Here's a yummy recipe we had by Melissa D'Arabian which I got from the January 2010 issue of Food Network Magazine.
For the Roasted Garlic:
12 cloves garlic, unpeeled
1 Tb EVOO
Toss the garlic cloves w/the EVOO and 1 teas water in a microwave-safe bowl. Cover, leaving a vent, and microwave until softer, about 90 seconds. Let cool, covered.
For the Chili:
12 shallots, chopped
2 Tbsp EVOO
3 Anaheim chile peppers
3 cloves garlic, minced
3 Tbsp flour
1 C. dry white wine
7 C. chicken broth
4 C. shredded cooked chicken
1 Tbsp chili powder
1/2 tsp cayenne pepper
1 15 oz can navy beans, undrained (feel free to substitute another white bean)
Salt & Pepper
1 10 oz box frozen chopped spinach, thawed & squeezed dry
3/4 tsp smoked paprika
1/3 C. heavy cream
1 C. grated monterey jack cheese
Preheat broiler. Cook the shallots in the olive oil in a large saucepan over medium-low heat until carmelized, about 20 minutes. Meanwhile, place the chiles on a foil-lined broiler pan and broil until charred on all sides, turning about 8 minutes. Transfer to a bowl, cover w/plastic wrap and let cool. Peel the peppers w/your fingers or a paring knife. Stem, seed and chop.
Add the minced garlic to the shallots and cook about 2 minutes. Add the flour and cook, stirring, until toasted, about 3 minutes. Increase the heat to high and add the wine; simmer 2 minutes, scraping browned bits from the pan.

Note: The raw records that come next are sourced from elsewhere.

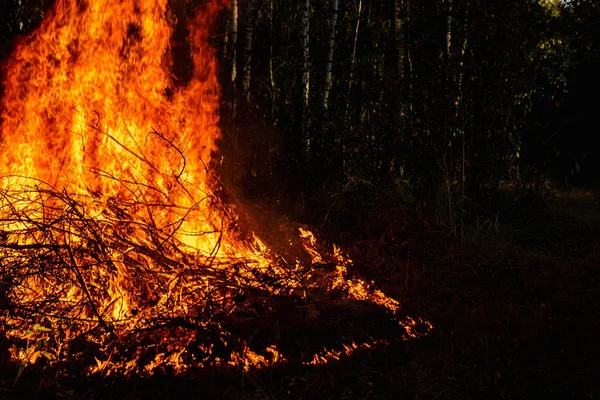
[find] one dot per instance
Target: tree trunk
(330, 48)
(353, 59)
(305, 79)
(247, 68)
(399, 38)
(233, 44)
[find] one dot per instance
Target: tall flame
(105, 160)
(90, 106)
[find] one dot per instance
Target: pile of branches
(94, 280)
(87, 270)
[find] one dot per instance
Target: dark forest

Add the roasted chiles, 6 cups broth, the chicken, chili powder, cayenne, beans, and salt and pepper to taste. Return to simmer.
Meanwhile, squeeze the soft pulp from the roasted garlic into a blender or food processor. Add the remaining 1 cup broth and process until smooth. Add to the chili and simmer until thickened, about 30 minutes, adding the spinach during the last 5 minutes. Add the paprika and cream and season w/salt and pepper. Garnish with cheese.